Can the baby that just born wash lacrimal passage
First, lacrimal passage includes lacrimal point, lacrimal canaliculus, lacrimal sac and nasolacrimal duct. The lacrimal point is located on the papillary eminence of the inner canthus of the palpebral margin. The position of the upper lacrimal point is slightly inward than that of the lower lacrimal point. Epiphora is often caused by the displacement of lacrimal point. Lacrimal canaliculi are the canaliculi between lacrimal point and lacrimal sac, which are divided into upper and lower canaliculi. The lateral part of each lacrimal canaliculus first forms a vertical direction with the palpebral margin, and then turns inward nearly at a right angle. The two lacrimal canaliculi converge into the common lacrimal duct, and then opens at the upper part of the lacrimal sac.

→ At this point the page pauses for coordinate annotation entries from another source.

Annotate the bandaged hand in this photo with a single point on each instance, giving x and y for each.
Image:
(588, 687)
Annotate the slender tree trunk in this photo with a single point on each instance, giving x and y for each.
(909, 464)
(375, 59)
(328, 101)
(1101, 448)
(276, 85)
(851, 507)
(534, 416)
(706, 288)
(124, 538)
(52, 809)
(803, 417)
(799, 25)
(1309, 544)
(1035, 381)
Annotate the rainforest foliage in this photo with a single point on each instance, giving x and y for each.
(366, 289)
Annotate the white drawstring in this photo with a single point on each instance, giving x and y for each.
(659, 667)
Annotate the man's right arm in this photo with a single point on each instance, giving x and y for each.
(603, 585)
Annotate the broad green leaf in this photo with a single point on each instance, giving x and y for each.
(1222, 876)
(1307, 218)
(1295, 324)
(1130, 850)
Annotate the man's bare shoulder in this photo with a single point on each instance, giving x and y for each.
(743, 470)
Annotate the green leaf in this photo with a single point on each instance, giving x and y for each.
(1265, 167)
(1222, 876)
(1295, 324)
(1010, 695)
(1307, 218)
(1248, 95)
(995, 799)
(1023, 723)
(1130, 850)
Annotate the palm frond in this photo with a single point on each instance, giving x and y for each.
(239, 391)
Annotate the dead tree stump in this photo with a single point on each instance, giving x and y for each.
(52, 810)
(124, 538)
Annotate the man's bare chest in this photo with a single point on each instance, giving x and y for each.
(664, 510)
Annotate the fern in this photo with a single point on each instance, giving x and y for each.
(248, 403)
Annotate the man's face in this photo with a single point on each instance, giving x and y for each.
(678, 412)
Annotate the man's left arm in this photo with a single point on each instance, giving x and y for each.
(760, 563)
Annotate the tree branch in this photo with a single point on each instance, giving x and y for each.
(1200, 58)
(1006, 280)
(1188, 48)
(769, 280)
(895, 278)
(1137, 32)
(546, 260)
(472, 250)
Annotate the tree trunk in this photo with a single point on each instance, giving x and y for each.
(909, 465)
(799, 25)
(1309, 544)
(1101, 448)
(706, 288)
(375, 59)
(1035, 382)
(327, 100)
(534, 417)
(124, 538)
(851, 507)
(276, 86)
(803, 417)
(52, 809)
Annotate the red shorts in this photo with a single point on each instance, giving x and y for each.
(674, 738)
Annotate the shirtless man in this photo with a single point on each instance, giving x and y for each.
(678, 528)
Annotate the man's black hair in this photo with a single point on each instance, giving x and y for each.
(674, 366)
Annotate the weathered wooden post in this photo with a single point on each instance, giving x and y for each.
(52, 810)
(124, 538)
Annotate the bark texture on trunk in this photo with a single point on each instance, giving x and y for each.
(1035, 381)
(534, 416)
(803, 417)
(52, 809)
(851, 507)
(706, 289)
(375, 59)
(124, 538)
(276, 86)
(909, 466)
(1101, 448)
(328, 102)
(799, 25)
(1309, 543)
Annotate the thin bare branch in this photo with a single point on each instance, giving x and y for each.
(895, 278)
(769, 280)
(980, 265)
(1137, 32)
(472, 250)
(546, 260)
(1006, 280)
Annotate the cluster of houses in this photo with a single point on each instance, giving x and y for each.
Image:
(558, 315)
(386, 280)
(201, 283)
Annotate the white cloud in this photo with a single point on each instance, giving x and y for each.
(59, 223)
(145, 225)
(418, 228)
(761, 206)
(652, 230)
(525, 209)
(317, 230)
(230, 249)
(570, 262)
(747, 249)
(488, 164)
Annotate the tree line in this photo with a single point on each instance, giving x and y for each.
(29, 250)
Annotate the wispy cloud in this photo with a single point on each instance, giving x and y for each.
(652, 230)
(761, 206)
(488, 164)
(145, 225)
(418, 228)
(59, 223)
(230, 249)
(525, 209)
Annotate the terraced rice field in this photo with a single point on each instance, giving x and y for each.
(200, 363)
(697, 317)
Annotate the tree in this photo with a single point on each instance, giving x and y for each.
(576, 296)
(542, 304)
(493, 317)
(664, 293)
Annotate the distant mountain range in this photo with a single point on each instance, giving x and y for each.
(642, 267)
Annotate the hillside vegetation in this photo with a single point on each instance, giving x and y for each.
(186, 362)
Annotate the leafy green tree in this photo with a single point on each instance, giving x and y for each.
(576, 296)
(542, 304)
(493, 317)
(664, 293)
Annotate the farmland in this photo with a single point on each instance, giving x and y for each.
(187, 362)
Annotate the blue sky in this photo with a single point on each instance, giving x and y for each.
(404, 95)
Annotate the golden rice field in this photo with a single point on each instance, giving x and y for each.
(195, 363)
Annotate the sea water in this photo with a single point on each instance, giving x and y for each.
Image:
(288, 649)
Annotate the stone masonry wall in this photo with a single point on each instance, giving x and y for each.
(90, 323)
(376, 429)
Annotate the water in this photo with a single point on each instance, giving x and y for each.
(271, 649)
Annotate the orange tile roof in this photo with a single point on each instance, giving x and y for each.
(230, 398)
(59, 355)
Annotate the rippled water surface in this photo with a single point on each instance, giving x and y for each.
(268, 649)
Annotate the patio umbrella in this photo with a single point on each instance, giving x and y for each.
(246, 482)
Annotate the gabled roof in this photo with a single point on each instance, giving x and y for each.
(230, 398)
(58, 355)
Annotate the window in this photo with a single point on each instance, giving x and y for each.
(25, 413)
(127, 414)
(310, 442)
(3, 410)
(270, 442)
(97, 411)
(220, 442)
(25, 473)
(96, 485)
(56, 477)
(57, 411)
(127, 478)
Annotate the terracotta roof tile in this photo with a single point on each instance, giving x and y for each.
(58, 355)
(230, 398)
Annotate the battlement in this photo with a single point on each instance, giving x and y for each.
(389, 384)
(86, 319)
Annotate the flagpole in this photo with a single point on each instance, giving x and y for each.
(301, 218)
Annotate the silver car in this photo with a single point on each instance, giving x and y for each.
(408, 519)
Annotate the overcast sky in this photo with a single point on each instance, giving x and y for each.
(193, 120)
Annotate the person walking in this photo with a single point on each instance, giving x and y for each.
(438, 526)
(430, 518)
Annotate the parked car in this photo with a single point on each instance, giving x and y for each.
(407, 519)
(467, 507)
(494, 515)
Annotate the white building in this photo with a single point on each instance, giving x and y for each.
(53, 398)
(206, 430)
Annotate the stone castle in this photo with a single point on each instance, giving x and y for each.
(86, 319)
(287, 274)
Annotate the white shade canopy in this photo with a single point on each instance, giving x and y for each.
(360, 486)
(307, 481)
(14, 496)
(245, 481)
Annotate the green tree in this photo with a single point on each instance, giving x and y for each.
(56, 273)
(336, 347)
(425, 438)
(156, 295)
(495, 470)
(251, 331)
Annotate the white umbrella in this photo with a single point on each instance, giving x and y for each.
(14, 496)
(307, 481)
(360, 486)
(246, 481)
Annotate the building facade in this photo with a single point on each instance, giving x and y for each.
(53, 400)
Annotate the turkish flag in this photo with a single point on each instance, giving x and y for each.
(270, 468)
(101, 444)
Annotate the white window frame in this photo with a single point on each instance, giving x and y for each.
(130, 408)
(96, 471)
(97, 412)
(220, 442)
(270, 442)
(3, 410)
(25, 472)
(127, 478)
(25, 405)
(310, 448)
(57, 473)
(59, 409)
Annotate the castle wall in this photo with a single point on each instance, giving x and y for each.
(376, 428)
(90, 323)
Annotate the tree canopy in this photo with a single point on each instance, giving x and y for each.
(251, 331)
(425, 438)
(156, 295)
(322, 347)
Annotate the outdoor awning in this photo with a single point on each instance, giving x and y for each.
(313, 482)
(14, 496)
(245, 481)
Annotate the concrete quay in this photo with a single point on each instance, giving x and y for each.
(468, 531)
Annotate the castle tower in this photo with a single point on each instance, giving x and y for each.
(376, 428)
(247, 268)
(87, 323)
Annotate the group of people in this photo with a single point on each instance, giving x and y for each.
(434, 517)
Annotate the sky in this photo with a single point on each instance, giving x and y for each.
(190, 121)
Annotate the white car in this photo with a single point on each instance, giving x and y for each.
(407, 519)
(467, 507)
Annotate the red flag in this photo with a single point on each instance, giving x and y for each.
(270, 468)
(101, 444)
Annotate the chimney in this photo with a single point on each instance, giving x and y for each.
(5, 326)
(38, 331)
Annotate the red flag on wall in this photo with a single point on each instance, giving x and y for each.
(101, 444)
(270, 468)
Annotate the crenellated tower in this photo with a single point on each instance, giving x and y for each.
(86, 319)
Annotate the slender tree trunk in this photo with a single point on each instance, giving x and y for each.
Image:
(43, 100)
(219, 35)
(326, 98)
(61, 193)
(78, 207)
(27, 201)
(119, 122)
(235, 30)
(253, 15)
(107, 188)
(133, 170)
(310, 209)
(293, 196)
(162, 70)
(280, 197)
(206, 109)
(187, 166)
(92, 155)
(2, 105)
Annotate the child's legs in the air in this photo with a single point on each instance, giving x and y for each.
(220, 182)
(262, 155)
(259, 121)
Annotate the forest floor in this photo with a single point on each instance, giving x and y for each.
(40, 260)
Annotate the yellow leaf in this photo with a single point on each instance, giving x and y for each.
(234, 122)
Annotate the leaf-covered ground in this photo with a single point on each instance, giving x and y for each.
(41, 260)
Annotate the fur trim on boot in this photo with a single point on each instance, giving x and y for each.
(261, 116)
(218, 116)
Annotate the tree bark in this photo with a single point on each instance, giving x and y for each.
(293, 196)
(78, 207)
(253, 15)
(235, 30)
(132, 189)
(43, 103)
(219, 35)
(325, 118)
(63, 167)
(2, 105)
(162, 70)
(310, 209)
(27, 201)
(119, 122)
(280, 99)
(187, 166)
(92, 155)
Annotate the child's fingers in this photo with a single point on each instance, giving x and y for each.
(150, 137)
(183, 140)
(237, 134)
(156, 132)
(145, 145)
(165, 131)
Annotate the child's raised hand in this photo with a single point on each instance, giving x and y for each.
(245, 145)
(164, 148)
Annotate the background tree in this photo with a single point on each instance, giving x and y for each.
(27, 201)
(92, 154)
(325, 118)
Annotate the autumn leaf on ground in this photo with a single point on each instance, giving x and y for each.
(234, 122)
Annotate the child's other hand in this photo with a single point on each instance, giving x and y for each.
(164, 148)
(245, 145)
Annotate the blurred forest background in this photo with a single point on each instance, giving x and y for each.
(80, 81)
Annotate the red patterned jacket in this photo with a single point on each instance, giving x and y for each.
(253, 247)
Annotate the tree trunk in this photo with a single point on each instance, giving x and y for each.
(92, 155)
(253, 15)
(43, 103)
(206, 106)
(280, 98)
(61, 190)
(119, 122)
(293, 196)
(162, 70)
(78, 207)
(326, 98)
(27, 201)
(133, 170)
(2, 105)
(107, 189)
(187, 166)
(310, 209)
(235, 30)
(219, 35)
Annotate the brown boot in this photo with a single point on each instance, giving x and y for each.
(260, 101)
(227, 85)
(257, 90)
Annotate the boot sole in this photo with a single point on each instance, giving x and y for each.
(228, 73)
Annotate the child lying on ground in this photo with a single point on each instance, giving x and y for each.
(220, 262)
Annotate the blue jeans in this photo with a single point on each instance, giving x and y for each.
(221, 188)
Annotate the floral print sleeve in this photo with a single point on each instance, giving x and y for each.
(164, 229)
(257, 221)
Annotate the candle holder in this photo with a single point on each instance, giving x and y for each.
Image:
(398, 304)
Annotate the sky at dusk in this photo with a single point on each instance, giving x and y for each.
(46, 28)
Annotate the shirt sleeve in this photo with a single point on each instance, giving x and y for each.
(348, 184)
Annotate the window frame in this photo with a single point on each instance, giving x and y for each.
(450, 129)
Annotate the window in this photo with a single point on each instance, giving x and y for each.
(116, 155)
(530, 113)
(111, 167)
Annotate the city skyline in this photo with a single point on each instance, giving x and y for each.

Second, the lacrimal sac is a membranous sac located in the anterior and inferior lacrimal fossa of the medial orbital wall. The upper end of the lacrimal sac closed into a blind end, about 3 ~ 5mm above the inner canthus. The lower end of the nasolacrimal duct. The length of lacrimal sac is about 1.2cm and the width is 0.4 ~ 0.7cm. The muscle fibers of orbicularis oculi muscle wrap around the lacrimal sac and canaliculus, which can contract and expand the lacrimal sac and promote the discharge of tears. The nasolacrimal duct is a membranous tube connecting the lower end of the dacryocyst. The upper part is embedded in the bony lumen, and the lower part gradually narrows into the mucosa of the lateral wall of the nose, opening in the lateral wall of the inferior meatus.
Third: insert the needle into the lacrimal point vertically, about 1.5 ~ 2.0 mm deep, and then turn it 90 degrees. Make the tip of the needle face to the nasal side, that is, the long end of the needle is parallel to the dangerous edge. The tip of the needle moves slowly along the lacrimal canaliculus. If there is no resistance, it can advance 5 ~ 6 mm. Push the liquid into the pipe evenly and properly. When flushing, if the resistance is large, there is countercurrent or outflow from another lacrimal canaliculus, it means that the lacrimal passage is blocked. Different parts of the lacrimal passage block the direction of the countercurrent fluid is also different. Pay attention to the depth of the needle so as not to damage the mucosa.
matters needing attention
For a newborn baby, it's better not to do lacrimal passage flushing for the child, but let the child slowly, wait until the child develops for a period of time, and then choose lacrimal passage flushing after the body has a certain bearing capacity and resistance, so that the disease can be treated more easily.